Web may revolutionize fundraising
In race for the presidency, Democrat Howard Dean is turning heads with online money-making prowess.
Two years after the dot-com boom went bust, it's finally taking off in the world of presidential politics.
While candidates have been fundraising via the Internet for some time, this year's contenders are taking the online money hunt to new levels, using technology to generate support in far more creative - and central - ways.
The new techniques are already playing a significant role in shaping the Democratic primary battle, getting more ordinary citizens involved earlier and shifting influence from big to small donors. If the trend continues, observers say it could transform the entire political process.

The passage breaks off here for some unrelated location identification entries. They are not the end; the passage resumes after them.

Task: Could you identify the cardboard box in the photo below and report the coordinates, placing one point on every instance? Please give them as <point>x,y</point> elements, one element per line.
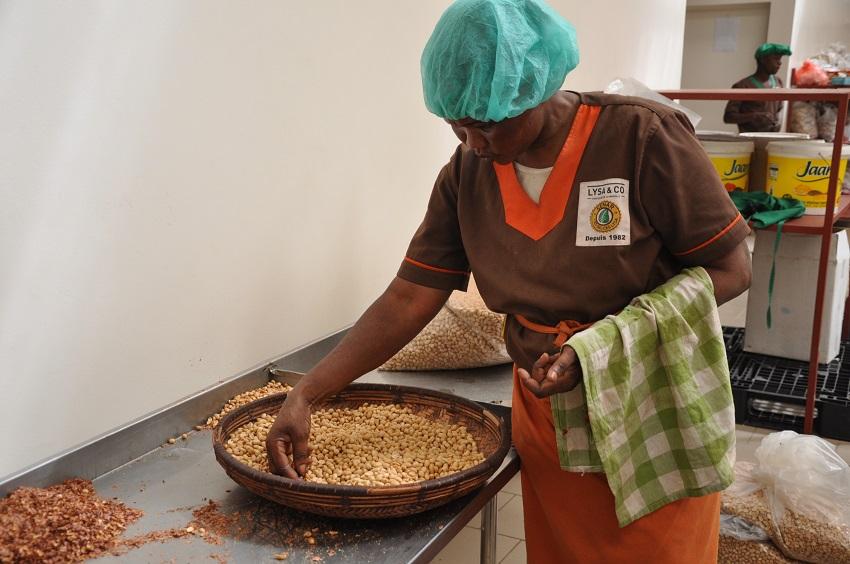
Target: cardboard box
<point>793,303</point>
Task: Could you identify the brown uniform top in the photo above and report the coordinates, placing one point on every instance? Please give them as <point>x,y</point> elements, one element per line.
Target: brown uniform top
<point>669,211</point>
<point>750,106</point>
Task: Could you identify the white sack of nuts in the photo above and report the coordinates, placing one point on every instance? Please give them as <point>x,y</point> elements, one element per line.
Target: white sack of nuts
<point>741,542</point>
<point>372,445</point>
<point>798,491</point>
<point>464,334</point>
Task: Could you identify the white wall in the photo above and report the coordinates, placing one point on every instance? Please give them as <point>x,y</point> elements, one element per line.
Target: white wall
<point>817,23</point>
<point>629,39</point>
<point>704,67</point>
<point>188,189</point>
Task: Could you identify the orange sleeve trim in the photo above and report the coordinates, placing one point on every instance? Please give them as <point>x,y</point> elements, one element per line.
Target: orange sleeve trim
<point>723,232</point>
<point>434,268</point>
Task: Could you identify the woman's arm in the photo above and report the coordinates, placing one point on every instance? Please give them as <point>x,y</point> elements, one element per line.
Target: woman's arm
<point>390,323</point>
<point>731,274</point>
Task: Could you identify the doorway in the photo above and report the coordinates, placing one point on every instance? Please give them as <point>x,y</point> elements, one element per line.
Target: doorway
<point>718,51</point>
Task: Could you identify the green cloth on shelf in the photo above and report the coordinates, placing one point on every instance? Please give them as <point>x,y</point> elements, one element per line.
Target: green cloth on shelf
<point>763,210</point>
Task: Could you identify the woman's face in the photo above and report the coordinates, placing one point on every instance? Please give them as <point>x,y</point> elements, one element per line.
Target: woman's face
<point>503,141</point>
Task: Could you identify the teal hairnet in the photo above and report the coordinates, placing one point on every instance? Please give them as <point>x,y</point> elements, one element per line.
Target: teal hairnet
<point>766,49</point>
<point>494,59</point>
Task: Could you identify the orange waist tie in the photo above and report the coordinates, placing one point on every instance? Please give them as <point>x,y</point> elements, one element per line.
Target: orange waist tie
<point>564,329</point>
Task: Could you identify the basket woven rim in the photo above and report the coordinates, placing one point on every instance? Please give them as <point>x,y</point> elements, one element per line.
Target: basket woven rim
<point>487,466</point>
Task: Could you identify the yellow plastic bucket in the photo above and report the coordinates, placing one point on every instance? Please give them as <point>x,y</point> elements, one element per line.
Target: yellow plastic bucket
<point>731,159</point>
<point>801,171</point>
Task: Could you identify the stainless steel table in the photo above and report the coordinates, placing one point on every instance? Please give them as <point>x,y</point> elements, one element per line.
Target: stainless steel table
<point>167,483</point>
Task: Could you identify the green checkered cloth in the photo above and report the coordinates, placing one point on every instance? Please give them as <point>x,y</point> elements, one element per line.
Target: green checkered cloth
<point>654,411</point>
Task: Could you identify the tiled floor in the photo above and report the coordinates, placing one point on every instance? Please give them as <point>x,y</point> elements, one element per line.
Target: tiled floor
<point>510,542</point>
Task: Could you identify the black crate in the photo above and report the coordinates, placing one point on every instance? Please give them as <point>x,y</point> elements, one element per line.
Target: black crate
<point>770,392</point>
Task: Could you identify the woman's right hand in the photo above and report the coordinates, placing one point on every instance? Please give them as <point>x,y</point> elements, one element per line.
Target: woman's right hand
<point>290,435</point>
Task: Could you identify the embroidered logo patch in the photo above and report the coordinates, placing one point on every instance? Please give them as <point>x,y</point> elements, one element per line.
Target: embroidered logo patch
<point>605,216</point>
<point>603,213</point>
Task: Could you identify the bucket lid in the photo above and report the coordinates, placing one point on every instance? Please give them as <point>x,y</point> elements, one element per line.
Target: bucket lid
<point>805,149</point>
<point>709,135</point>
<point>728,147</point>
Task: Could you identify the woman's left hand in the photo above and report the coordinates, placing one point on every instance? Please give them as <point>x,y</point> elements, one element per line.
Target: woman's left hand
<point>552,374</point>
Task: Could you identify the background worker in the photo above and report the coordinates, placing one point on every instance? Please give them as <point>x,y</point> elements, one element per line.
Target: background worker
<point>759,116</point>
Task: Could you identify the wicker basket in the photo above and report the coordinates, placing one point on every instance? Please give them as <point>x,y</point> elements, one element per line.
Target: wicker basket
<point>357,502</point>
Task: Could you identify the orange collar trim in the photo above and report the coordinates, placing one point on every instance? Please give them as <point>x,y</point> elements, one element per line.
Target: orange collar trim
<point>536,220</point>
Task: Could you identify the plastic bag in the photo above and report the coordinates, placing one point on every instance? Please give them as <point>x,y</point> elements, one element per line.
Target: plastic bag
<point>834,57</point>
<point>735,551</point>
<point>811,74</point>
<point>741,529</point>
<point>799,493</point>
<point>634,87</point>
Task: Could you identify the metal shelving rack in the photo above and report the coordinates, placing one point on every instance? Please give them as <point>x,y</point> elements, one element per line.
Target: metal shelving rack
<point>811,224</point>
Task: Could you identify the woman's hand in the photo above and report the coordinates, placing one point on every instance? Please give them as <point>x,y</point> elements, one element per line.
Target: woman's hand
<point>289,435</point>
<point>552,374</point>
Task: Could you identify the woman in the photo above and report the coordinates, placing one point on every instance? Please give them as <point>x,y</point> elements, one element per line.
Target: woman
<point>565,206</point>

The leading figure in all this is former Vermont Gov. Howard Dean, who, through a network of websites and blogs, has cultivated a devoted Internet following that helped him beat out other Democratic contenders in last quarter's fundraising totals.
This week, Dr. Dean drew more attention when he challenged online supporters to match the amount Vice President Dick Cheney was expected to raise at a luncheon in South Carolina - and wound up nearly doubling the amount, raising more than half a million dollars in three days.
What makes Dean's effort significant, experts say, is that while Mr. Cheney's trip required several hours of his time and a costly flight on Air Force Two, Dean was able to raise his money virtually for free. And while the donors at Cheney's luncheon all contributed the maximum $2,000 allowed under new campaign finance laws, the majority of those giving to Dean were small donors - the average contribution was $52.87.